I validate by triangulating: compare the AI-suggested segments to your existing high-value audiences, inspect in-market and custom signals for intent fit, and run small-budget pilots to gather performance and quality cues. Refinement comes from creative resonance—if messaging built for that audience lands, you’ll see engagement and qualified actions rise in tandem. Safeguards live in your governance: codified brand guidelines, legal constraints baked into prompts, and periodic audits of demographic and interest settings to prevent drift. Audience generation is a gift when guided; left alone, it can wander, so keep a steady hand on the tiller.
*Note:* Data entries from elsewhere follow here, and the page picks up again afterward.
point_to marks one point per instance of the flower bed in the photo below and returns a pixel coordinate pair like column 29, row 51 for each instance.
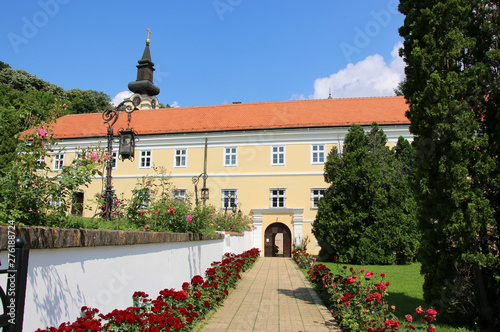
column 358, row 299
column 172, row 310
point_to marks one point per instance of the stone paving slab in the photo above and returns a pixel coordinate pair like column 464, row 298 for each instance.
column 273, row 296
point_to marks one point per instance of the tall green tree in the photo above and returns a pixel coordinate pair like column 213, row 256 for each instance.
column 9, row 129
column 366, row 215
column 451, row 49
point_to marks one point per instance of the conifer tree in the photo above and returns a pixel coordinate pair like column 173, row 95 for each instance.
column 452, row 56
column 365, row 216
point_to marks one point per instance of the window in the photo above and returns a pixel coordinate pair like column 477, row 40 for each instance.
column 278, row 155
column 316, row 195
column 55, row 202
column 141, row 199
column 231, row 156
column 180, row 158
column 113, row 160
column 318, row 154
column 278, row 198
column 58, row 161
column 179, row 194
column 229, row 199
column 145, row 161
column 40, row 164
column 77, row 204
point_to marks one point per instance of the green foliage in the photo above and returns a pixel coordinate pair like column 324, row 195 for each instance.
column 358, row 299
column 33, row 195
column 452, row 54
column 87, row 101
column 33, row 97
column 366, row 215
column 155, row 206
column 3, row 65
column 9, row 128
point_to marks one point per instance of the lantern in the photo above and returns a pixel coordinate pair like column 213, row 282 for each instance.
column 127, row 144
column 204, row 194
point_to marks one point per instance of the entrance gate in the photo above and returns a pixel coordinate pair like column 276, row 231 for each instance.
column 278, row 241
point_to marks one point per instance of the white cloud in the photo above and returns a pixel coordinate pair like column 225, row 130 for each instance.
column 120, row 96
column 371, row 77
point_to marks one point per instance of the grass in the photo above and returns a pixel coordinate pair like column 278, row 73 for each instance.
column 405, row 290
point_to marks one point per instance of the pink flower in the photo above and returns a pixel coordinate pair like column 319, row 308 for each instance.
column 41, row 133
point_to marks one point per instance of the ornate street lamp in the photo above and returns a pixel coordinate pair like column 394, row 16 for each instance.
column 127, row 139
column 204, row 195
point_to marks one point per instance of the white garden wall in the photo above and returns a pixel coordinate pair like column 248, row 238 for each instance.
column 62, row 280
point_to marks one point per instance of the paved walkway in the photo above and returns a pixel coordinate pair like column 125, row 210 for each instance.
column 273, row 296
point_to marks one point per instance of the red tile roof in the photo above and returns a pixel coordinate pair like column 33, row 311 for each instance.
column 265, row 115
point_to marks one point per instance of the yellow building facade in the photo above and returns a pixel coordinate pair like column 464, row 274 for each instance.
column 272, row 170
column 265, row 159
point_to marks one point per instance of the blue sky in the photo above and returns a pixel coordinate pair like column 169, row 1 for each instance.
column 209, row 52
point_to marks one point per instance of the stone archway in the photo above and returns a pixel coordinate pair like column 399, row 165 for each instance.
column 277, row 240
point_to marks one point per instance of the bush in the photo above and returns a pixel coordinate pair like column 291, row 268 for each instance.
column 172, row 310
column 358, row 299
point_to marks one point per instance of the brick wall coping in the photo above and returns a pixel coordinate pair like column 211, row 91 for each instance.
column 52, row 238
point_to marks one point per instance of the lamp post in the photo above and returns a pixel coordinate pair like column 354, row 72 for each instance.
column 126, row 150
column 204, row 191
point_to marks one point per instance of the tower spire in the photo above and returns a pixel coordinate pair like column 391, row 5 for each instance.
column 144, row 84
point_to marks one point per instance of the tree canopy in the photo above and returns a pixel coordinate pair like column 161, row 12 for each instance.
column 451, row 49
column 366, row 215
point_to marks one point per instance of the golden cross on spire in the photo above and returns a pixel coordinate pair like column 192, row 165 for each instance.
column 149, row 31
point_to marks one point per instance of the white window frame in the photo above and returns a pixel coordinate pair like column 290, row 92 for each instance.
column 316, row 197
column 58, row 161
column 179, row 193
column 40, row 167
column 231, row 199
column 274, row 194
column 318, row 154
column 180, row 153
column 232, row 153
column 55, row 203
column 114, row 158
column 146, row 157
column 278, row 153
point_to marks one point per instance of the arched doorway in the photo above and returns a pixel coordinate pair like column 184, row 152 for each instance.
column 277, row 240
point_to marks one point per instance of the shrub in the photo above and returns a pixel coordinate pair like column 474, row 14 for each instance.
column 172, row 310
column 358, row 299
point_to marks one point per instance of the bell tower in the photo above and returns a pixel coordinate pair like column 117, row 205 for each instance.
column 144, row 88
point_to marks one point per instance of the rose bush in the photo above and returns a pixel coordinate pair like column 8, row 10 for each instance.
column 358, row 299
column 172, row 310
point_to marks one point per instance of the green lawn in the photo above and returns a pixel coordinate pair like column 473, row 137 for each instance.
column 405, row 290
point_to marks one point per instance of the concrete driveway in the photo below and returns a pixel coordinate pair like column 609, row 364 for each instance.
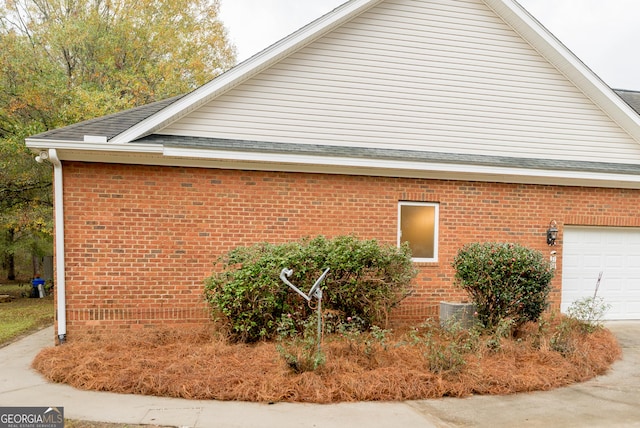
column 612, row 400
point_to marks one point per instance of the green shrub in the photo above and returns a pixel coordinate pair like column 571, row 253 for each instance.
column 505, row 281
column 366, row 279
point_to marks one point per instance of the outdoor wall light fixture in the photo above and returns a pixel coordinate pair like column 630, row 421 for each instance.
column 552, row 233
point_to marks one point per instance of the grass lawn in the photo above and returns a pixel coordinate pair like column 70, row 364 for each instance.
column 23, row 315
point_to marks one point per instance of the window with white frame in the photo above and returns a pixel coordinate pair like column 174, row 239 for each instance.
column 418, row 225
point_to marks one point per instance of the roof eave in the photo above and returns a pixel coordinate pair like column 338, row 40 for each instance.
column 158, row 155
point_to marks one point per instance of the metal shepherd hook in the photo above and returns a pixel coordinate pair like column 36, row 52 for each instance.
column 315, row 291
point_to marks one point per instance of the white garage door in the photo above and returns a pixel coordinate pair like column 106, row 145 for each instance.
column 587, row 251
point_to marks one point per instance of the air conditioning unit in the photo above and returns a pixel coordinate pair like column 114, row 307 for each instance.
column 461, row 313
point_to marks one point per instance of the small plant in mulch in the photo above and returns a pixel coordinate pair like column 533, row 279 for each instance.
column 425, row 361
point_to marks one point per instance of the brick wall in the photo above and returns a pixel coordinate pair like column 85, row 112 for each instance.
column 141, row 239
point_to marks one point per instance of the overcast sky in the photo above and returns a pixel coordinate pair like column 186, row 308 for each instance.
column 604, row 34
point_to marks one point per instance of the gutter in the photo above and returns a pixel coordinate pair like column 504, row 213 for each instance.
column 52, row 155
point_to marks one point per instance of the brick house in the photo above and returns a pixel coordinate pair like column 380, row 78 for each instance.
column 465, row 114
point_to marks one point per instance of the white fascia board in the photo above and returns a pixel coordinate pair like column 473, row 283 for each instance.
column 366, row 166
column 246, row 69
column 568, row 64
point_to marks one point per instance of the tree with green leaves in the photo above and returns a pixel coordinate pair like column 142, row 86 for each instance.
column 65, row 61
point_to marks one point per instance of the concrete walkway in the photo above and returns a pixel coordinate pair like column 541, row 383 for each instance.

Do you have any advice for our readers?

Treat this wave as an operating-system upgrade for demand, not a feature drop. Lean into AI Max and the commerce stack with clear guardrails, and use the new visibility—AI-driven sessions nearly tripled, agentic traffic up about 8,000% year over year, real-time feeds driving impression share gains near 90%, and on-site Brand Agents averaging a twofold conversion lift—as motivation to modernize your data and content. Start small, measure like a skeptic, and expand what proves durable. Most of all, design for the human at the end of the conversation; if your answers are trustworthy, your data is fresh, and your promises are kept, growth follows.